A couple of days after our son was born, my husband Larry came to the hospital with a huge brown teddy bear, his first gift to Adam. We named the stuffy “Boomer,” the moniker we had given to my ever expanding stomach during my pregnancy as well as a salute to our Baby Boomer status. 

Boomer occupied a place in Adam’s room in our family home through nursery school and beyond When the shiny nose fell off, I sewed on another one with black yarn. When the paws got torn up after too many rides on Adam’s Big Wheels, I covered up the bear’s bare spots with yellow felt patches. On Adam’s first day of kindergarten, we took a picture of Adam holding on to his bear before boarding the school bus.

By his bar mitzvah, Adam relegated Boomer to the top shelf in his bedroom. When Adam headed off to the University of Rochester in 1996, he left his companion behind. [Three years later, our daughter Julie brought her lovey Rerun with her to college. It now has a place of honor on her daughter’s bed.]. We put the brown bear on the pillow on Adam’s bed in the quiet, empty, amazingly clean room. Boomer waited patiently through Adam’s grad school and first jobs and trips across country and to Israel and Belize and law school. Alas, Adam never sent for him. 

When we packed up to move to Florida, I sent texts to our children with pictures of the things they left behind with the simple request: “Toss or send to you?” Adam claimed his Star Wars action figures, Zayde Ernie’s World War II helmet, and a couple of framed pictures. Boomer got a thumbs down.

In the end, Larry and I loved Boomer more than Adam did.

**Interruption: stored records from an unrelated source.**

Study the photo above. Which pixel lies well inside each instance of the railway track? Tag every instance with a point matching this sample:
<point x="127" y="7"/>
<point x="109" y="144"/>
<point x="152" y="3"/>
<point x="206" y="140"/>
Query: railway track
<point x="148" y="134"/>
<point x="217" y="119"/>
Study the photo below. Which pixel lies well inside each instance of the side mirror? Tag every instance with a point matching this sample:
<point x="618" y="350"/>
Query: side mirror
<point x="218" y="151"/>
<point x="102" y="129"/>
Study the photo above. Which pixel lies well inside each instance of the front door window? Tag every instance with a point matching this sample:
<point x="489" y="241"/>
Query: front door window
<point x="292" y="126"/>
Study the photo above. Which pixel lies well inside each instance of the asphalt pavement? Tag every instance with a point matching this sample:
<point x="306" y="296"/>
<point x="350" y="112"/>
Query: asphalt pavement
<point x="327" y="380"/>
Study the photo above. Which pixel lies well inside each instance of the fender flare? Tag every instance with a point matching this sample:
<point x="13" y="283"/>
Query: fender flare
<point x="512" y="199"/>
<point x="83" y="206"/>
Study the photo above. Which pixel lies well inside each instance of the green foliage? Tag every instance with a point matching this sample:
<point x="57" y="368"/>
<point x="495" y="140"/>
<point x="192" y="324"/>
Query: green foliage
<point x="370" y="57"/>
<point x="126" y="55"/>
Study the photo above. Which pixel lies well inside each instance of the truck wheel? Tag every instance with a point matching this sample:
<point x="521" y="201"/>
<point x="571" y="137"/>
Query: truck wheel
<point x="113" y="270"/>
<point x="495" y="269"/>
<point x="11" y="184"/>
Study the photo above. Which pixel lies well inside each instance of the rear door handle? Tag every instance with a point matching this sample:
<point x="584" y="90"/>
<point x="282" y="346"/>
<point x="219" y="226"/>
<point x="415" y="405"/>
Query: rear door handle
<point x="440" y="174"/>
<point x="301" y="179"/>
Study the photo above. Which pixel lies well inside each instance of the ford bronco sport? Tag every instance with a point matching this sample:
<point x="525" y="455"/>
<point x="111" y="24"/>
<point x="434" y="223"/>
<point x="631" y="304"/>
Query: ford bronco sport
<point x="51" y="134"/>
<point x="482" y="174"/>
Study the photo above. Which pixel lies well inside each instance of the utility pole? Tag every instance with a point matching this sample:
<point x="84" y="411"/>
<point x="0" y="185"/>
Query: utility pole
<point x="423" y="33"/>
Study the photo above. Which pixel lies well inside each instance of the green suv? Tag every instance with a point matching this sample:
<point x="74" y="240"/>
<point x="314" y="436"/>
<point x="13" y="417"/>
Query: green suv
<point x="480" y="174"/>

Larry and I didn’t have the heart to throw Boomer in the trash. After some discussion, we carted him to Kissimmee, where he earned a spot on a bookshelf with our other cherished tchotchkes: Larry’s Otto the Orange mascot, a plush toy I had given him one Chanukah that played the Syracuse University’s marching song when we squeezed his hand. My two 7 inch high dolls in Mexican attire my father had purchased for me at a gift shop in Montreal’s Chinatown after wontons and fortune cookies at the Nan King restaurant; Julie’s doll with the green dress and matching bonnet that had prompted our then-fourteen month old daughter’s first complete sentence on the way back from a shopping trip to buy her a bed: “Oh-oh! Left Baby Bobbie on mattress at Macy’s,” she cried behind me from her car seat. “Go Back!”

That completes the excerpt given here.